Serve this Italian-style coffee for breakfast, brunch, an after dinner drink or dessert.
1 scoop chocolate gelato or ice cream
1 to 2 shots freshly brewed espresso
Freshly whipped cream
Chocolate Shavings, for garnish
Toasted chopped hazelnuts, for garnish
Fill a small glass with a scoop of ice cream/gelato and pour the hot espresso over the ice cream. Garnish with a dollop of whipped cream, chocolate shavings and chopped hazelnuts.
CHOCOLATE MILK BREAD PUDDING
I love this simple bread pudding, so full of chocolate goodness!

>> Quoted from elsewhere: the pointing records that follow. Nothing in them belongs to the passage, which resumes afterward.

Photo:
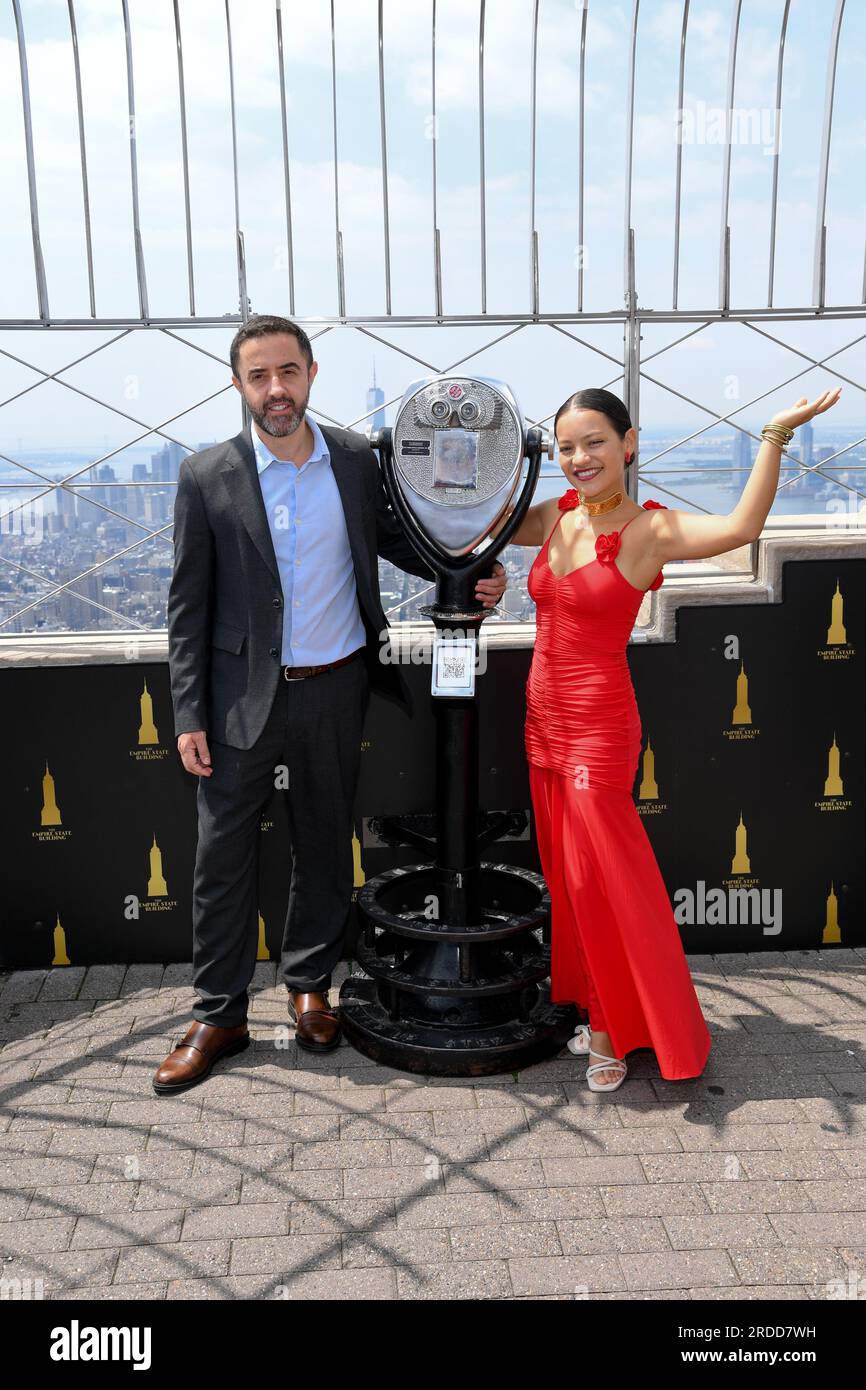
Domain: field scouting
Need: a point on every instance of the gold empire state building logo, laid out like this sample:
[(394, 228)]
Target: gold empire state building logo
[(837, 648), (742, 715), (740, 863), (148, 731), (156, 884), (741, 727), (833, 783), (834, 790), (836, 633), (60, 945), (262, 950), (649, 787), (50, 811), (359, 877), (148, 748), (831, 934), (157, 897), (648, 791), (50, 824)]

8 cups Sweet Hawaiian Bread or Brioche, cut into 1-inch cubes
1/2 cup granulated sugar
1 cup chocolate milk
1/2 cup heavy whipping cream
3 whole eggs
1 teaspoon pure vanilla extract
1/2 teaspoon ground cinnamon
Pinch of salt
8 ounces bittersweet chocolate, broken into pieces
Place the bread cubes into an 8x8-inch baking dish; do not pack them in. Sporadically place the chocolate pieces in between the crevices of the top layer of bread.

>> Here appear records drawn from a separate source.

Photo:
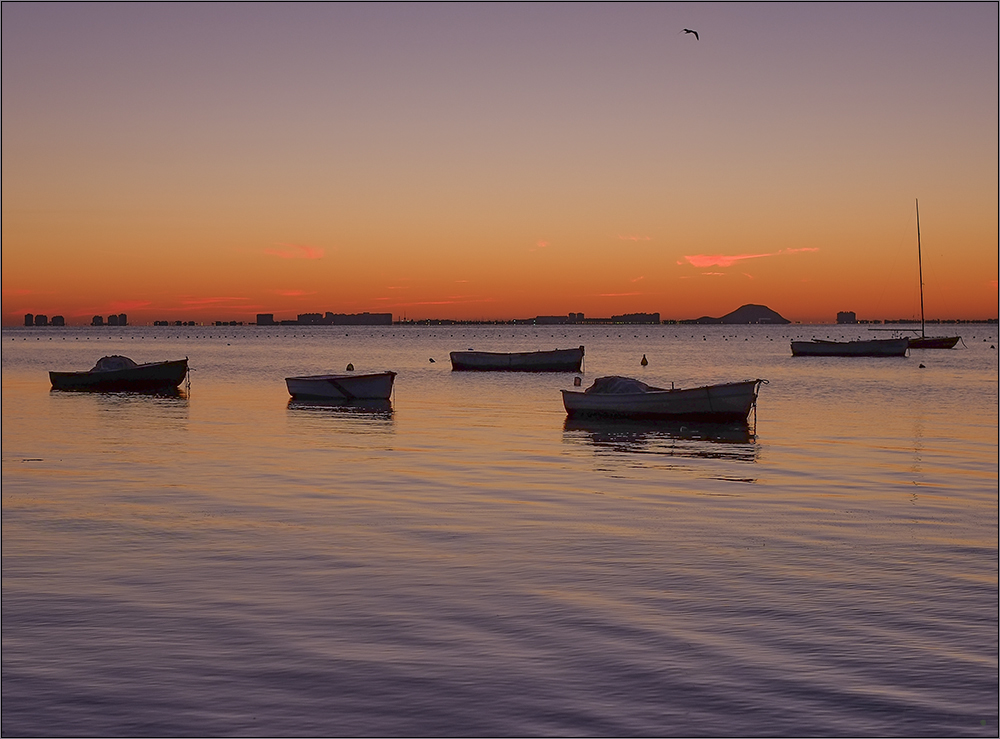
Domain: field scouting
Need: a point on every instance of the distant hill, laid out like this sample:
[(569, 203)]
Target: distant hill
[(749, 313)]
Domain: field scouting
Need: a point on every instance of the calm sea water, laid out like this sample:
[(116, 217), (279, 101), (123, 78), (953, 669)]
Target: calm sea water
[(226, 562)]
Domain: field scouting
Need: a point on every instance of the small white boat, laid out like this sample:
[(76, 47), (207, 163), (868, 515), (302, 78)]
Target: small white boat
[(374, 386), (862, 348), (629, 398), (121, 373), (556, 360)]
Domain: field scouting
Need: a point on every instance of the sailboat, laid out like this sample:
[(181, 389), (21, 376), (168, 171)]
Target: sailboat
[(924, 341)]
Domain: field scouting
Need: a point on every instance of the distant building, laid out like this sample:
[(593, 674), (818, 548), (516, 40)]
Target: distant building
[(358, 319), (636, 318)]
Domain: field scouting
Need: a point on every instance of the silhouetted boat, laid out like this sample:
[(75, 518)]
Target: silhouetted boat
[(116, 372), (374, 386), (625, 397), (556, 360), (860, 348), (924, 341)]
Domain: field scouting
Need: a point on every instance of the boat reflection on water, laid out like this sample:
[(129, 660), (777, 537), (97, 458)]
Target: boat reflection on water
[(161, 392), (374, 410), (734, 441)]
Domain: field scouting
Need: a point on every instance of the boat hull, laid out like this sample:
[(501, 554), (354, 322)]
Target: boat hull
[(934, 342), (724, 403), (374, 386), (557, 360), (871, 348), (141, 377)]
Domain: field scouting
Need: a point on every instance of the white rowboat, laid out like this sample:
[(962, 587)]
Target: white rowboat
[(556, 360), (375, 386), (627, 398), (865, 348)]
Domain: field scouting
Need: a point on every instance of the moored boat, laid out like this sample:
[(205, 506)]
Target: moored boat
[(556, 360), (116, 372), (934, 342), (372, 386), (625, 397), (924, 341), (860, 348)]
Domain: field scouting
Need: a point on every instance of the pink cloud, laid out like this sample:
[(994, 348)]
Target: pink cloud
[(125, 305), (293, 293), (202, 302), (720, 260), (295, 251), (727, 260)]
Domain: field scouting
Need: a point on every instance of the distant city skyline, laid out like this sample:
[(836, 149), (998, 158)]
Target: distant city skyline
[(492, 161)]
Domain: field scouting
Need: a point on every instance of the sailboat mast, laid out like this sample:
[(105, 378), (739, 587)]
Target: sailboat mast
[(920, 268)]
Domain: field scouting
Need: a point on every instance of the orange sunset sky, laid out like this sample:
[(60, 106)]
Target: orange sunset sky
[(210, 162)]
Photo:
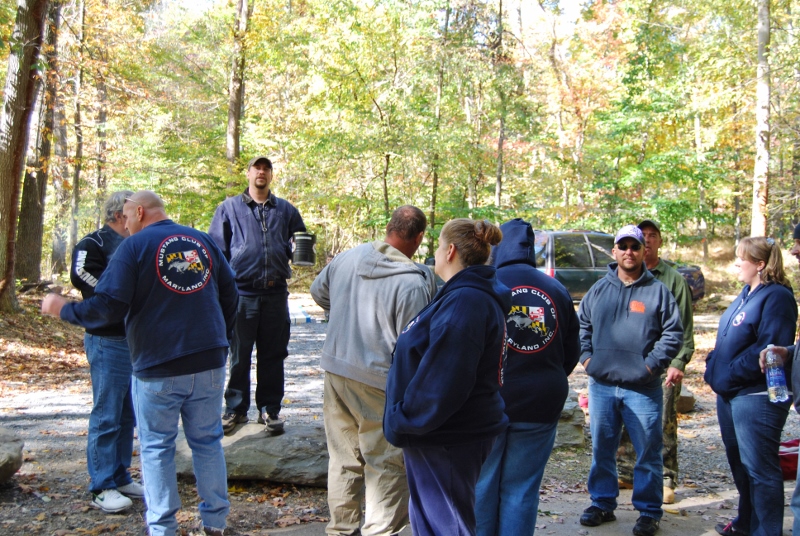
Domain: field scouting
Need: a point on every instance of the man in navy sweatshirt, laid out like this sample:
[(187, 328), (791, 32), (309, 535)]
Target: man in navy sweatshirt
[(630, 333), (177, 294), (791, 360), (109, 446)]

In a mixing bowl, whisk together the sugar, cream, eggs, vanilla, cinnamon and salt. Pour the mixture over the bread and let stand for 15 minutes to allow the bread to soak up the custard. Preheat the oven to 375°F.
Bake for 35 to 40 minutes or until the bread pudding is golden and the custard is set. Remove from the oven and serve with the Praline sauce.
DOUBLE CHOCOLATE PANCAKES with CHOCOLATE GANACHE & BERRIES
1 1/3 cups all-purpose flour
3 tablespoons unsweetened cocoa powder
2 teaspoons baking powder
1/4 cup granulated sugar
1/4 teaspoon salt
3 tablespoons unsalted butter, melted
1 teaspoon vanilla
1 1/4 cups whole milk
1/2 cup miniature semisweet chocolate chips
Fresh Berries, for garnish
Powdered sugar, for dusting
For the Chocolate Sauce:
3/4 cup heavy whipping cream
1 teaspoon unsalted butter
1 cup dark chocolate chips
In a medium bowl, whisk the dry ingredients together. Add the wet ingredients and whisk until combined. (The batter will be lumpy.) Stir in miniature chocolate morsels.
Heat a griddle over medium heat and lightly grease the surface with butter.
Use a 1/4-cup measuring cup to scoop the batter onto the griddle. Cook until the pancakes have bubbles on the top, then flip them over and cook for an additional minute. Repeat with the remaining batter. Serve warm, topped with fresh berries and dusted with powdered sugar.
To make the chocolate sauce, heat the heavy cream and butter in a small saucepan until just boiling, stirring frequently. Remove from the heat and pour the mixture over the chocolate in a small bowl. Let rest for a minute, then stir until completely combined. Drizzle over pancakes.
CHOCOLATE MOUSSE in the FOOD PROCESSOR
14 ounces soft silken tofu
1/4 cup unsweetened cocoa powder
1/4 cup agave nectar
1 1/2 teaspoons pure vanilla extract
1/2 cup fresh raspberries
2 tablespoons chopped pistachios
Puree the tofu, cocoa, agave and vanilla in a food processor. Pour into serving dishes; top with berries and nuts and chill until firm.